Lustlos knabberte Alyn an dem Frühstück. Ab und zu zuckte sie zusammen und griff sich an den Magen.
»Unser Kind hat schlechte Laune«, erklärte sie.
»Boxt es dich in den Magen?«
»Es tritt«, gab Alyn zurück. »Wie alle braven Ungeborenen liegt es mit dem Kopf nach unten. Vielleicht ist es fotoscheu.«
»Das muss es von der Mutter haben«, sagte Hallam grinsend. Obwohl bildschön, hatte Alyn eine seltsame Scheu, sich fotografieren zu lassen.
»Was steht heute auf dem Programm?«
»Letzte Ultraschalluntersuchung«, antwortete Alyn. »Kommst du mit?«
Wieder musste Hallam grinsen. Neben Kameras verabscheute Alyn auch Behördenbesuche jeglicher Art. Vor Bürokraten und Verwaltungsleuten aller Sparten empfand sie eine fast panische Angst. Das wunderte Hallam um so mehr, als Alyn sonst von beeindruckender Furchtlosigkeit war und jederzeit bereit zu beweisen, dass ihr wohlproportionierter Körper kraftvolle Muskeln besaß.
»Ich werde dich beschützen«, versprach Hallam.
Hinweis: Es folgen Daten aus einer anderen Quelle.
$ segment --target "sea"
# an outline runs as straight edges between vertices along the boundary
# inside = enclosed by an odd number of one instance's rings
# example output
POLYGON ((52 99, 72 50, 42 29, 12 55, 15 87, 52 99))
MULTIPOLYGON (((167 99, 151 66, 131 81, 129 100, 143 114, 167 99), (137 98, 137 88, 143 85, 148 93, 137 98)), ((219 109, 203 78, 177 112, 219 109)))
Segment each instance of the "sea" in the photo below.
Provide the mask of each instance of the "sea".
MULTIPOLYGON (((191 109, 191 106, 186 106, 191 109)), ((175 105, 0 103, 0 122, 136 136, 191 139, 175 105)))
Er lächelte und legte seine flache Rechte auf den Bauch seiner Frau. Wie zur Begrüßung fühlte er das Ungeborene strampeln. Alyn und Hallam sahen sich an und lächelten.
In Augenblicken wie diesen fühlte Hallam noch immer eine seltsame Beklemmung. In den fünf Jahren ihres Zusammenlebens hatte er viel davon ablegen können, aber noch immer wurde Hallam in Augenblicken unsicher, in denen es nichts zu begreifen und zu verstehen gab, sondern nur zu empfinden.
Während Hallam das Frühstücksgeschirr spülen ließ, zog sich Alyn an. Hallam sah über die Schulter hinweg, wie sie missmutig ihren Bauch betrachtete. Wie viele Frauen hielt sie sich mit ihrem Schwangerschaftsbauch für außerordentlich plump und unförmig. Im Spiegel trafen sich ihre Blicke, und Alyns Miene hellte sich auf.
In der zuständigen Medosektion hielt man auf Pünktlichkeit. Die beiden kamen auf die Minute zur rechten Zeit.
Hallam sah zu, wie sich Alyn auf dem metallenen Untersuchungstisch ausstreckte und die Apparatur über ihren Leib geschoben wurde. Er empfand fast schmerzhaft das Missverhältnis zwischen einem so natürlichen Vorgang wie einer Schwangerschaft und der kalten Technologie der Medizin mit ihren unpersönlichen Apparaturen.
»Sieht prächtig aus«, sagte der untersuchende Arzt. »Und ihr wollt immer noch keine Geschlechtsbestimmung?«
»Wir wollen uns überraschen lassen«, gab Hallam zurück.
»Sieh es dir an«, schlug der Arzt vor. Hallam trat an den Bildschirm.